A St Helena Lullaby

(notes by Donald Mackenzie)



Published in Rewards and Fairies (1910) where it precedes “A Priest in Spite of Himself”

There is a sung version by Peter Bellamy here.

The poem

In the tale, we have briefly encountered Napoleon through Talleyrand, who was befriended by Pharaoh Lee, who has been telling his story to the children. The poem follows the trajectory of Napoleon’s career: the shooting down (II. 5-8) of the rebels marching against the National Convention (5 Oct 1795) – the `whiff of grapeshot’ which launched his political career; his greatest victory, over the combined Austrian and Russian armies, at Austerlitz on 2 Dec. 1805 (II. 9-12).

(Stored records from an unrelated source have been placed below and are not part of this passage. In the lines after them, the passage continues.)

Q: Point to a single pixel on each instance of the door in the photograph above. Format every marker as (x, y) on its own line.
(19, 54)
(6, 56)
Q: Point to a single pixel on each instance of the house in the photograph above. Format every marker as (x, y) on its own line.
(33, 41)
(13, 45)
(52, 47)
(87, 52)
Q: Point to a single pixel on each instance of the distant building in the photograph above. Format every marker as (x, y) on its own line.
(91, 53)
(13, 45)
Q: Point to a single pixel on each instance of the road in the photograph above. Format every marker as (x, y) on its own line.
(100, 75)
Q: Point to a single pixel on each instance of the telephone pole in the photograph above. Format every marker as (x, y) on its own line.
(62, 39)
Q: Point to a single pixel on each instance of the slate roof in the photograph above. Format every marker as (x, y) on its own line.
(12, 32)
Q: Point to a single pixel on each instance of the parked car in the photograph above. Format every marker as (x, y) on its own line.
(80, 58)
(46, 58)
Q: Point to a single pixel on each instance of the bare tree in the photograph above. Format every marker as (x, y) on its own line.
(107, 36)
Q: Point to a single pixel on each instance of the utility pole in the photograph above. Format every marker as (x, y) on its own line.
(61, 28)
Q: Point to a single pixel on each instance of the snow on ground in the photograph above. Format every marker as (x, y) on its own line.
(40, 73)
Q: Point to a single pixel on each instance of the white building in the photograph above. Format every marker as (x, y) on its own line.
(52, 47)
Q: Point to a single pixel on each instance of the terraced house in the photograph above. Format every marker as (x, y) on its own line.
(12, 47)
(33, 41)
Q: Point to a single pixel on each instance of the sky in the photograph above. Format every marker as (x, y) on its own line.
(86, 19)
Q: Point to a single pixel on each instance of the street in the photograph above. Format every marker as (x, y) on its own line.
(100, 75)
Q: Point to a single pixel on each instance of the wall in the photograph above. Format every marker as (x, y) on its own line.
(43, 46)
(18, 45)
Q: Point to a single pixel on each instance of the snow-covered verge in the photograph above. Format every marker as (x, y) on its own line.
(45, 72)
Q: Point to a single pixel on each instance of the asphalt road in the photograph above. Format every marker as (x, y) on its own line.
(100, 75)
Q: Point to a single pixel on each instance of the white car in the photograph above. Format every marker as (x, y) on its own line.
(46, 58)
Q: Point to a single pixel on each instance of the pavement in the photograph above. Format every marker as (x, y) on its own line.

Then Nelson’s defeat (Il. 17-20) of the French and Spanish fleets at Trafalgar (21 Oct 1805), which ruled out a Napoleonic invasion of England; the disastrous retreat from the 1812 Russian campaign when some 13,000 troops are said to have perished in the crossing (26-9 Nov) of the river Beresina in western Russia (I. 21); through to his final exile, after Waterloo, to the island of St Helena in the South Atlantic.

The nursery rhyme ‘How many miles to Babylon’ seems a possible inspiration. [D.H.]